Entscheidungsstichwort (Thema)

Einkommensteuer, Lohnsteuer, Kirchensteuer

 

Leitsatz (amtlich)

Die steuerlichen Begünstigungen der Mehrarbeit nach § 34 a EStG 1949, § 32 a LStDVO 1949 sind von der arbeitsrechtlichen Zulässigkeit der Mehrarbeit nicht abhängig.

 

Normenkette

EStG § 34a; LStDV § 32a; LStR Abschn. 52b

 

Tatbestand

Die Beschwerdeführerin (Bfin.) betätigt sich in ..... als Hausmakler und beschäftigt eine Reihe von Angestellten. Diese haben in den Monaten Juni bis Dezember 1949 durch überstunden Mehrarbeit geleistet und hierfür Mehrarbeitslohn bezogen. Die Bfin. hat die Lohnsteuer für den ganzen Mehrarbeitslohn zum ermäßigten Steuersatz von 5 % berechnet und abgeführt. Der Lohnsteuerprüfer und ihm folgend das Finanzamt haben dies nicht anerkannt und 242 DM Lohnsteuer nachgefordert. Im Berufungsverfahren hat das Finanzgericht auf Grund anderweiter Berechnung die Nachforderung auf 270 DM erhöht. Mit der Rechtsbeschwerde (Rb.) wendet sich die Bfin. gegen die Nachforderung.

 

Entscheidungsgründe

Die Rb. ist begründet.

Für die Besteuerung des in den Monaten Juni bis Dezember 1949 bezogenen Mehrarbeitslohnes ist die Vorschrift des § 34 a des Einkommensteuergesetzes (EStG) in der Fassung des Zweiten Gesetzes zur vorläufigen Neuordnung von Steuern vom 20. April 1949 maßgebend, die ab 1. April 1949 in Kraft getreten ist. Der Satz 1 dieser Vorschrift lautet:

"Sind gesetzlich oder in Tarifverträgen für Dienste, die über die Dauer der gesetzlichen oder tarifmäßigen Arbeitszeit hinaus geleistet werden (Mehrarbeit), besondere Entlohnungen vorgesehen, so wird der Grundlohn mit 5 v. H. versteuert; die Zuschläge sind steuerfrei". Die hierzu ergangene Lohnsteuerdurchführungsverordnung 1949 bestimmt im § 32 a Absatz 2 die entsprechende Anwendung der Vergünstigung bei Dienstverhältnissen, die nicht an einen Tarifvertrag gebunden sind, die jedoch auf Grund besonderer Vereinbarung nach den Bestimmungen eines Tarifvertrages behandelt werden und bei denen Mehrarbeitslohn bis zu der im Tarifvertrag vorgesehenen Höhe gezahlt wird.

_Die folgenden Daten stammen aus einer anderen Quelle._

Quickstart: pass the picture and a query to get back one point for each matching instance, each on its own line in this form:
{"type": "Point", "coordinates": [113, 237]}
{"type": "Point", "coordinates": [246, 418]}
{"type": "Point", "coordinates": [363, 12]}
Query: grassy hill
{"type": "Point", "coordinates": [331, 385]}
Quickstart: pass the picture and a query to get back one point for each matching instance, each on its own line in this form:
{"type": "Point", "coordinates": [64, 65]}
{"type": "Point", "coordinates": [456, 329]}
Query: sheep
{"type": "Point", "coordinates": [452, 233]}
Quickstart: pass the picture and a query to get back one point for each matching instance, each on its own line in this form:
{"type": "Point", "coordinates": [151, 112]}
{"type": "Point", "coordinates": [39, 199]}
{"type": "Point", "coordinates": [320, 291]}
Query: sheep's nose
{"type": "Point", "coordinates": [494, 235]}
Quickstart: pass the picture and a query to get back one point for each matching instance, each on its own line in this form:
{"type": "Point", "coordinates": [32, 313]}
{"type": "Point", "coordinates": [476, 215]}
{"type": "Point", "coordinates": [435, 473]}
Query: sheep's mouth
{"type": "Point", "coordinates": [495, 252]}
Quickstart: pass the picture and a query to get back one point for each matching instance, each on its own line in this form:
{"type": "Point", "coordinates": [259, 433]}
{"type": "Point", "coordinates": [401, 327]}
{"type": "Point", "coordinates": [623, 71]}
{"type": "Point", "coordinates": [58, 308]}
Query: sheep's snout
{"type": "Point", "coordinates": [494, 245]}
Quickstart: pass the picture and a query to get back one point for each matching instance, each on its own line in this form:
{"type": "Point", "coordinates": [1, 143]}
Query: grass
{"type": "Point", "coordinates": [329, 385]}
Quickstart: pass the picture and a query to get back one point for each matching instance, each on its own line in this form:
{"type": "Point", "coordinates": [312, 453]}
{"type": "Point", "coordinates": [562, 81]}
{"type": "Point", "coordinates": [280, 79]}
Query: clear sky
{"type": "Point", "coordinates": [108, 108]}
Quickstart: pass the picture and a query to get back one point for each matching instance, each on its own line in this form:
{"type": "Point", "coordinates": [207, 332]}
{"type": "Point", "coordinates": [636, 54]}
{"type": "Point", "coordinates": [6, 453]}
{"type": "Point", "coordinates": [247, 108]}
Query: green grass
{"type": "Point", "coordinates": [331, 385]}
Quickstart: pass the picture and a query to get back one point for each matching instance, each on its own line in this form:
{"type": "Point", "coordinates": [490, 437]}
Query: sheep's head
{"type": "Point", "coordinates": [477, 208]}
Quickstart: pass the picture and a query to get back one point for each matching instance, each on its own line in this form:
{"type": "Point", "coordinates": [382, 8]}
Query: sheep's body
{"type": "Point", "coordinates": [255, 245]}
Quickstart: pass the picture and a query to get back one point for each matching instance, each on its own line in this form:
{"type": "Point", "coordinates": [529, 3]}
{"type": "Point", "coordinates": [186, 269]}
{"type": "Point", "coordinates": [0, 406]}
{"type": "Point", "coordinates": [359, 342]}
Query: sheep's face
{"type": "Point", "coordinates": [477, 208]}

Die Vorinstanzen haben sowohl die unmittelbare als auch die entsprechende Anwendung der Vergünstigung abgelehnt, weil die von den Angestellten der Bfin. geleistete Mehrarbeit sich weder in Bezug auf die Arbeitszeit noch in Bezug auf die Lohnhöhe im Rahmen des zwischen der Wirtschaftsvereinigung Groß- und Außenhandel ... und der Deutschen Angestelltengewerkschaft ... bestehenden und hier maßgebenden Tarifvertrags halte. Das Finanzgericht hat jedoch eine Steuerermäßigung insoweit zugelassen, als die mehr als 48 Stunden in der Woche betragende Arbeitszeit des einzelnen Arbeitnehmers nach § 6 der Arbeitszeitordnung vom 30. April 1938 - Reichsgesetzblatt I S. 447 - an 30 Tagen im Jahre bis zu zwei Stunden täglich verlängert werden kann und im vorliegenden Falle verlängert worden ist. Demgemäß hat das Finanzgericht bei jedem der Angestellten für 60 Mehrarbeitsstunden den Steuersatz von 5 Prozent anerkannt unter Freilassung des in § 15 Absatz 2 der Arbeitszeitordnung als angemessene Vergütung bestimmten Mehrarbeitszuschlages von 25 Prozent.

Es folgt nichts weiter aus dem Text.